Capteurs biodégradables

“Ce n’est pas comme si dans cinq ans les microprocesseurs seraient organiques”, explique Mme Santato. Mais il existe de nombreuses applications pour lesquelles on peut envisager d’aller vers quelque chose de plus respectueux de l’environnement, par exemple les capteurs dans les océans, où on ne peut pas les récupérer en fin de vie. » Mentionne notamment les détecteurs d’humidité et de température, les détecteurs de perte d’huile des bateaux. “Nous ne pouvons pas retirer ces capteurs, nous devons donc les concevoir pour qu’ils soient dégradables”, ajoute-t-il. À terme, il pense qu’il sera possible de développer des capteurs chimiques et peut-être des dispositifs et des circuits intégrés. Cependant, il précise que, pour les fonctions où la vitesse est recherchée, le silicium et les matériaux inorganiques l’emporteront toujours pour des raisons de liaison chimique. “Dans d’autres cas, les (matériaux) organiques, parce qu’ils sont dégradables, parce qu’ils sont flexibles, parce qu’ils sont imprimables – pas comme le silicium – auront leur part “, dit-il. Seul bémol pour l’instant, le liant utilisé, le polyvinylbutyral (PVB), n’est pas biodégradable. L’équipe de chercheurs travaille cependant à trouver une alternative qui signifierait qu’un composant électronique entier à base d’encre de seiche ou d’autres matériaux bio-dérivés pourrait finir sa vie dans le compost.
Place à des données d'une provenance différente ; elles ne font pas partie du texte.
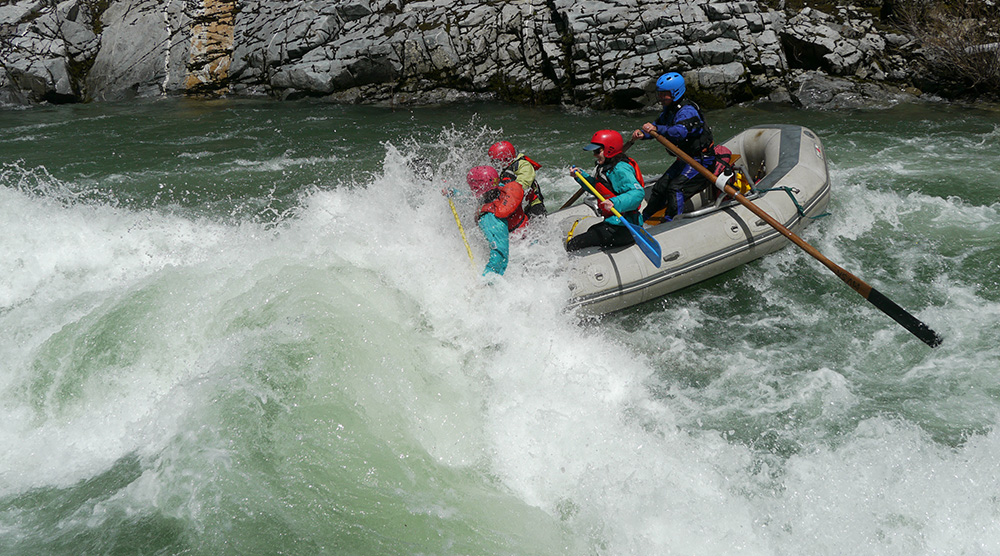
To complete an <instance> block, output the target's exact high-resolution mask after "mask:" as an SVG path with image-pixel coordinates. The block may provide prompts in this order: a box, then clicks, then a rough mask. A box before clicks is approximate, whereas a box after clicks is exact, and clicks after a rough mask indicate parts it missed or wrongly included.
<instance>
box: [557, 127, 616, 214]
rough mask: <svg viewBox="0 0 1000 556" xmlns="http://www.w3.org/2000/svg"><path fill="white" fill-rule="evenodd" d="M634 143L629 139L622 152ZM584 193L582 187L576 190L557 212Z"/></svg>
mask: <svg viewBox="0 0 1000 556" xmlns="http://www.w3.org/2000/svg"><path fill="white" fill-rule="evenodd" d="M634 143H635V137H633V138H631V139H629V140H628V142H626V143H625V145H623V146H622V152H625V151H627V150H629V148H630V147H631V146H632V145H633V144H634ZM584 191H586V190H585V189H584V188H582V187H581V188H580V189H577V190H576V193H574V194H573V196H572V197H570V198H569V200H568V201H566V202H565V203H563V206H561V207H559V210H562V209H564V208H566V207H568V206H570V205H572V204H573V203H575V202H576V200H577V199H579V198H580V195H583V192H584Z"/></svg>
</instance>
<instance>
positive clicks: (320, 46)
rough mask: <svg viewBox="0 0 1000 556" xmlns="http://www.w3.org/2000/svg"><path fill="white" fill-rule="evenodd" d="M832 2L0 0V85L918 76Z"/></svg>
mask: <svg viewBox="0 0 1000 556" xmlns="http://www.w3.org/2000/svg"><path fill="white" fill-rule="evenodd" d="M887 1H888V0H887ZM782 6H784V3H782ZM826 10H827V11H828V12H831V13H826V12H824V11H821V10H819V9H814V8H809V7H806V8H804V9H801V6H794V7H793V6H792V5H791V3H790V4H789V6H788V7H787V8H781V9H776V8H771V7H769V6H768V5H767V4H766V3H764V2H754V1H748V0H723V1H716V2H709V3H703V2H695V1H694V0H683V1H681V2H676V1H646V0H594V1H588V2H583V3H580V2H573V1H569V0H525V1H518V2H482V1H471V0H457V1H449V2H445V1H442V0H427V1H418V2H414V1H405V0H374V1H371V2H369V1H365V2H361V1H354V0H341V1H318V2H309V3H304V4H295V3H286V2H280V1H277V0H251V1H245V2H238V1H236V0H197V1H194V2H190V1H189V2H182V1H178V0H171V1H167V2H162V1H160V0H104V1H100V2H94V1H92V0H67V1H65V2H61V3H58V4H54V3H51V2H43V1H39V0H20V1H10V2H7V3H6V4H5V5H3V6H0V54H2V58H3V60H4V62H3V64H2V71H0V103H4V104H8V105H10V104H19V105H24V104H29V105H30V104H37V103H42V102H48V103H70V102H88V101H109V100H111V101H119V100H128V99H132V98H150V97H163V96H173V95H194V96H207V97H217V96H240V97H247V96H249V97H268V98H276V99H294V98H302V97H316V98H321V99H324V100H328V101H331V102H337V103H348V104H353V103H376V104H392V105H414V104H437V103H444V102H451V101H454V100H469V99H481V98H496V99H500V100H504V101H511V102H516V103H521V104H565V105H576V106H584V107H590V108H599V109H607V108H641V107H645V106H650V105H652V104H654V98H653V94H652V88H653V83H654V81H655V78H656V76H658V75H660V74H662V73H664V72H665V71H678V72H681V73H683V74H684V76H685V79H686V80H687V81H688V83H689V84H690V86H689V90H690V91H691V96H692V98H694V99H695V100H697V101H698V102H699V103H700V104H701V105H702V106H703V107H704V108H721V107H724V106H731V105H733V104H737V103H743V102H759V101H765V102H778V103H788V104H791V105H793V106H798V107H807V108H829V109H840V108H854V107H858V108H860V107H871V106H891V105H893V104H896V103H899V102H909V101H914V100H916V99H919V98H921V96H924V91H922V90H921V89H920V88H918V87H916V86H914V83H916V82H918V79H916V77H917V76H916V73H917V72H920V71H921V69H920V68H921V65H920V64H917V63H915V62H914V60H915V59H917V58H919V49H920V45H919V43H918V42H917V41H916V40H915V39H914V38H913V37H911V36H908V35H906V34H904V33H901V32H900V31H899V30H898V29H895V28H893V27H892V26H887V25H886V24H885V21H883V20H882V18H883V16H882V15H880V14H882V13H883V12H884V10H880V9H879V8H878V7H877V6H876V7H874V8H873V7H871V6H869V7H856V6H854V5H844V6H836V5H831V6H829V7H828V8H826Z"/></svg>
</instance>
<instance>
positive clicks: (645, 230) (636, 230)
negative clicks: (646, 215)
mask: <svg viewBox="0 0 1000 556" xmlns="http://www.w3.org/2000/svg"><path fill="white" fill-rule="evenodd" d="M621 221H622V222H623V223H624V224H625V227H626V228H628V231H629V232H630V233H631V234H632V238H633V239H635V243H636V245H638V246H639V249H642V252H643V254H644V255H646V257H647V258H648V259H649V262H651V263H653V266H655V267H656V268H660V264H661V262H662V251H660V243H659V242H658V241H656V240H655V239H654V238H653V236H651V235H649V232H647V231H646V230H644V229H642V228H637V227H635V226H634V225H633V224H632V223H631V222H629V221H627V220H625V219H624V218H622V219H621Z"/></svg>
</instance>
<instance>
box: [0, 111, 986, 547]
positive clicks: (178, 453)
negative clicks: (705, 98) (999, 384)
mask: <svg viewBox="0 0 1000 556" xmlns="http://www.w3.org/2000/svg"><path fill="white" fill-rule="evenodd" d="M653 117H655V113H653V112H594V111H588V110H580V109H571V108H558V107H545V108H525V107H516V106H505V105H496V104H470V105H456V106H446V107H429V108H419V109H412V110H402V109H400V110H391V109H386V108H374V107H343V106H332V105H325V104H314V103H308V102H294V103H273V102H260V101H215V102H194V101H183V100H168V101H162V102H155V103H146V104H129V105H114V104H90V105H80V106H58V107H38V108H32V109H22V110H5V111H0V145H2V150H0V152H2V156H3V160H2V167H0V185H2V187H0V196H2V198H0V232H2V238H3V239H2V241H0V262H2V264H3V268H5V269H6V270H7V271H6V272H5V273H4V275H3V278H2V279H0V331H2V337H3V338H4V340H2V341H0V350H2V351H0V361H3V364H2V367H0V369H2V372H0V412H2V415H0V416H2V421H3V423H4V426H3V427H2V428H0V444H2V445H3V446H5V448H6V449H5V450H3V451H2V453H0V554H4V555H7V554H10V555H21V554H24V555H29V554H31V555H34V554H74V555H76V554H206V555H207V554H213V555H214V554H302V555H312V554H380V555H381V554H595V555H596V554H601V555H604V554H608V555H610V554H615V555H620V554H685V555H688V554H706V555H708V554H712V555H715V554H735V553H741V554H761V555H801V554H855V555H864V554H871V555H879V556H882V555H886V554H901V555H902V554H906V555H913V554H991V553H997V552H1000V541H998V539H1000V527H998V525H997V524H998V523H1000V521H998V520H997V511H998V506H997V504H996V500H997V499H998V498H1000V479H998V477H1000V464H998V463H997V462H998V461H1000V457H998V456H1000V441H998V440H1000V437H998V435H997V433H996V432H995V430H994V429H995V424H996V422H997V418H998V415H1000V387H998V386H997V382H996V373H997V371H998V370H1000V364H998V360H1000V349H998V348H997V346H998V345H1000V341H998V340H1000V333H998V332H997V330H1000V326H998V325H1000V282H998V278H997V277H998V275H1000V273H998V270H1000V268H998V267H1000V247H998V245H1000V242H998V237H1000V202H998V197H1000V194H998V192H1000V187H998V183H997V180H996V178H995V175H996V170H997V169H998V168H997V164H996V163H995V152H994V151H995V149H996V144H997V138H998V136H1000V113H998V112H997V110H996V108H995V107H991V106H976V107H958V106H945V105H937V104H923V105H908V106H898V107H895V108H892V109H888V110H877V111H852V112H816V111H800V110H792V109H788V108H782V107H735V108H730V109H726V110H722V111H715V112H709V114H708V117H709V119H710V122H711V123H712V125H713V128H714V130H715V133H716V135H717V137H718V138H720V139H724V138H726V137H728V136H731V135H733V134H735V133H737V132H738V131H740V130H742V129H745V128H746V127H749V126H752V125H756V124H764V123H791V124H798V125H804V126H807V127H809V128H811V129H812V130H813V131H815V132H816V133H817V134H818V135H819V137H821V138H822V140H823V142H824V146H825V150H826V153H827V156H828V158H829V161H830V170H831V177H832V181H833V194H832V198H831V204H830V208H829V210H830V212H831V215H830V216H829V217H826V218H823V219H821V220H819V221H817V222H816V223H814V224H813V225H812V226H810V227H809V228H807V229H806V231H805V233H804V236H805V239H806V240H807V241H809V242H810V243H811V244H813V245H814V246H815V247H816V248H817V249H819V250H820V251H821V252H823V253H824V254H825V255H827V256H828V257H829V258H831V259H832V260H834V261H835V262H837V263H838V264H840V265H841V266H843V267H845V268H847V269H849V270H850V271H851V272H854V273H855V274H857V275H858V276H859V277H861V278H862V279H864V280H866V281H867V282H869V283H871V284H872V285H873V286H875V287H876V288H878V289H879V290H880V291H881V292H883V293H884V294H886V295H887V296H888V297H890V298H891V299H892V300H893V301H895V302H897V303H899V304H900V305H901V306H903V307H904V308H906V309H907V310H908V311H910V312H912V313H913V314H914V315H915V316H917V317H918V318H920V319H921V320H923V321H924V322H926V323H927V324H928V325H930V326H931V327H932V328H933V329H935V330H936V331H938V332H939V333H941V334H942V336H943V337H944V343H943V345H941V346H940V347H938V348H936V349H933V350H932V349H929V348H927V347H926V346H925V345H924V344H922V343H920V342H919V341H918V340H916V339H914V338H913V337H912V336H910V335H909V334H908V333H907V332H906V331H905V330H903V329H902V328H900V327H899V326H898V325H896V324H895V323H894V322H892V321H891V320H890V319H888V318H887V317H886V316H885V315H883V314H881V313H879V312H878V311H877V310H875V309H873V308H872V307H871V306H870V305H869V304H867V303H866V302H865V301H864V299H862V298H861V297H860V296H858V295H857V294H856V293H855V292H854V291H853V290H851V289H850V288H848V287H846V286H844V284H843V283H842V282H840V280H838V279H837V278H836V277H834V276H833V275H832V274H830V273H829V272H828V271H827V270H826V269H825V268H823V267H822V266H821V265H819V264H818V263H817V262H816V261H815V260H813V259H812V258H810V257H809V256H808V255H806V254H805V253H803V252H801V251H800V250H797V249H795V248H794V247H790V248H787V249H784V250H782V251H780V252H778V253H775V254H773V255H771V256H768V257H766V258H764V259H762V260H759V261H756V262H754V263H752V264H749V265H746V266H744V267H742V268H740V269H737V270H734V271H732V272H729V273H727V274H724V275H722V276H719V277H717V278H715V279H712V280H709V281H707V282H704V283H702V284H698V285H696V286H694V287H691V288H689V289H687V290H684V291H681V292H678V293H677V294H675V295H672V296H670V297H667V298H664V299H662V300H657V301H653V302H650V303H647V304H645V305H642V306H639V307H636V308H634V309H631V310H629V311H626V312H624V313H621V314H616V315H612V316H609V317H607V318H605V319H603V320H602V321H600V322H598V323H588V324H580V323H578V322H577V320H576V319H575V318H573V316H572V315H569V314H566V313H565V312H564V311H563V310H562V307H563V305H564V303H565V301H566V299H567V297H568V291H566V288H565V281H564V280H561V278H562V275H561V272H562V268H563V266H562V265H563V262H564V261H565V254H564V253H563V252H562V251H561V249H560V248H559V245H558V241H557V240H556V239H552V238H548V239H546V238H544V237H543V238H542V239H540V240H539V241H537V243H535V244H532V245H524V244H517V245H515V246H514V250H513V252H512V261H511V268H510V270H509V271H508V273H507V275H506V276H505V277H504V278H503V280H501V281H499V282H497V283H495V284H493V285H491V286H489V287H486V286H484V285H483V284H482V282H481V280H480V278H479V276H478V274H479V272H478V270H472V269H470V265H469V259H468V257H467V255H466V253H465V248H464V245H463V244H462V242H461V239H460V238H459V236H458V231H457V229H456V226H455V222H454V220H453V217H452V215H451V212H450V209H449V208H448V205H447V203H446V202H444V200H443V198H442V197H441V196H440V195H439V194H438V191H439V190H440V188H441V187H442V185H451V184H455V183H458V184H461V183H462V181H463V180H464V172H465V170H466V169H467V168H468V167H470V166H472V165H475V164H479V163H482V162H484V161H485V149H486V147H487V146H488V145H489V144H490V143H492V142H493V141H494V140H496V139H498V138H506V139H509V140H511V141H512V142H514V143H515V144H516V145H517V146H518V147H519V148H521V149H522V150H524V151H525V152H527V153H528V154H529V155H530V156H531V157H532V158H534V159H535V160H537V161H539V162H541V163H542V164H543V168H542V169H541V170H540V172H539V180H540V182H541V184H542V187H543V190H544V192H545V194H546V196H547V200H548V203H549V205H550V207H557V206H559V205H560V204H561V203H562V202H563V201H564V200H565V199H567V198H568V197H569V196H570V195H571V194H572V193H574V192H575V190H576V185H575V184H574V182H573V181H572V180H571V179H570V178H569V177H568V176H567V175H566V169H567V168H568V166H569V165H571V164H581V165H582V164H585V163H588V162H589V160H590V155H589V154H588V153H585V152H583V151H582V150H581V146H582V145H583V144H585V143H586V142H587V141H588V139H589V137H590V134H591V133H593V131H595V130H597V129H600V128H613V129H620V130H628V129H633V128H635V127H637V126H638V125H640V124H641V123H643V122H644V121H647V120H649V119H652V118H653ZM630 154H632V155H633V156H634V157H635V158H636V159H637V160H638V162H639V163H640V165H641V166H642V168H643V171H644V173H646V174H648V175H655V174H657V173H659V172H661V171H662V170H663V169H664V168H665V167H666V165H667V164H668V163H669V160H668V159H667V158H666V156H665V154H664V152H663V150H662V149H661V148H659V147H658V146H656V145H655V144H653V143H642V144H639V145H637V146H636V147H634V148H633V149H632V150H631V151H630ZM428 174H429V175H430V176H431V177H430V178H428V177H426V176H427V175H428ZM460 208H461V207H460ZM463 214H464V213H463ZM466 232H467V233H468V235H469V240H470V243H471V245H472V248H473V251H474V253H475V255H476V256H477V260H478V261H480V262H481V261H484V260H485V246H484V244H483V241H482V238H480V237H478V236H477V235H476V234H477V230H476V229H475V227H474V226H473V225H472V224H471V220H468V221H467V226H466Z"/></svg>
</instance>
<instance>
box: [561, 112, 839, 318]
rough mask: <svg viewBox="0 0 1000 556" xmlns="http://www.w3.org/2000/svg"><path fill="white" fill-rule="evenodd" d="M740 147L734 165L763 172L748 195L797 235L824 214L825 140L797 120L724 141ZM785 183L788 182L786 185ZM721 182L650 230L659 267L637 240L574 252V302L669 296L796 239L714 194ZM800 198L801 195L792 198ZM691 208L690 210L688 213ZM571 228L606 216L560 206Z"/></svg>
mask: <svg viewBox="0 0 1000 556" xmlns="http://www.w3.org/2000/svg"><path fill="white" fill-rule="evenodd" d="M723 144H724V145H725V146H726V147H728V148H729V149H730V150H732V151H733V153H734V154H738V155H740V156H739V159H738V160H737V161H736V164H735V166H737V167H739V168H741V169H742V170H743V171H744V173H745V175H747V176H749V177H751V178H756V180H757V181H756V183H755V185H754V191H753V192H751V193H749V194H748V195H747V198H748V199H750V200H751V201H752V202H753V203H754V204H755V205H757V206H758V207H760V208H761V209H763V210H764V211H765V212H767V213H768V214H769V215H770V216H772V217H773V218H774V219H775V220H777V221H778V222H780V223H781V224H783V225H784V226H785V227H786V228H788V229H789V230H791V231H792V232H793V233H795V234H799V233H800V232H801V231H802V229H803V228H804V227H805V226H806V225H808V224H809V223H810V222H811V219H810V217H815V216H817V215H819V214H822V213H823V211H824V210H825V209H826V205H827V203H828V202H829V199H830V178H829V174H828V168H827V161H826V154H825V152H824V150H823V144H822V142H821V141H820V139H819V137H817V136H816V134H815V133H813V132H812V131H810V130H809V129H807V128H804V127H801V126H794V125H765V126H757V127H753V128H750V129H748V130H746V131H743V132H742V133H740V134H738V135H736V136H735V137H733V138H732V139H729V140H728V141H726V142H725V143H723ZM781 188H786V189H781ZM713 197H714V188H713V190H712V191H707V192H706V193H705V194H703V195H702V196H701V197H698V198H696V199H694V200H693V201H694V202H693V203H692V205H691V206H690V207H688V209H686V214H683V215H682V217H680V218H675V219H674V220H673V221H672V222H665V223H662V224H659V225H655V226H652V227H647V228H646V230H647V231H648V232H649V234H650V235H651V236H653V237H654V238H656V240H657V241H658V242H659V243H660V247H661V250H662V256H663V261H662V264H661V265H660V268H657V267H656V266H654V265H653V264H652V263H651V262H650V260H649V259H648V258H646V256H645V255H644V254H643V253H642V251H641V250H640V249H639V248H638V247H637V246H635V245H632V246H629V247H623V248H618V249H611V250H608V251H601V250H599V249H597V248H590V249H583V250H580V251H576V252H573V253H570V256H569V267H570V268H569V288H570V291H571V292H572V296H573V297H572V299H571V301H570V307H571V308H579V309H580V310H581V312H583V313H586V314H604V313H609V312H612V311H618V310H621V309H625V308H628V307H631V306H633V305H636V304H639V303H642V302H645V301H649V300H652V299H656V298H658V297H662V296H664V295H667V294H669V293H671V292H674V291H677V290H679V289H681V288H684V287H687V286H690V285H692V284H695V283H697V282H700V281H702V280H706V279H708V278H711V277H713V276H716V275H718V274H721V273H723V272H726V271H728V270H731V269H733V268H736V267H737V266H739V265H742V264H745V263H748V262H750V261H752V260H754V259H758V258H760V257H763V256H764V255H766V254H768V253H772V252H774V251H777V250H778V249H780V248H782V247H784V246H786V245H788V244H789V243H790V242H789V240H788V239H787V238H785V237H784V236H782V235H781V234H779V233H778V232H777V230H775V229H774V228H772V227H771V226H770V225H769V224H767V223H766V222H764V221H763V220H762V219H761V218H759V217H757V216H756V215H754V214H753V213H752V212H751V211H750V210H748V209H747V208H746V207H744V206H742V205H740V204H739V203H737V202H736V201H735V200H732V199H726V198H723V197H720V198H717V199H716V198H713ZM793 198H794V201H793ZM687 210H690V212H687ZM549 218H556V219H558V220H557V223H558V225H559V227H560V229H561V230H562V231H563V232H564V234H566V233H568V232H569V230H571V229H572V230H573V233H574V234H579V233H582V232H583V231H585V230H586V229H587V228H589V227H590V226H591V225H593V224H595V223H597V222H600V221H601V217H600V216H598V215H597V214H596V213H595V212H594V209H593V208H592V207H591V206H590V205H588V204H586V203H581V204H577V205H574V206H571V207H568V208H566V209H563V210H560V211H557V212H554V213H552V214H550V215H549Z"/></svg>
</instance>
D’autres familles de molécules sont également étudiées, comme les tanins pour le stockage électrochimique de l’énergie et les chlorophylles, qui ont été analysées dans les années 1970 et 1980, notamment pour leur utilisation dans l’énergie solaire. “Nous avons plus de connaissances et des équipements plus sophistiqués en 2022 qu’en 1980. Nous arrivons à bien mieux agencer les molécules qu’il y a 40 ans”, explique le professeur. Il espère ultimement que les « déchets » de l’industrie forestière, notamment au Québec, pourront être utilisés pour produire des composants électroniques.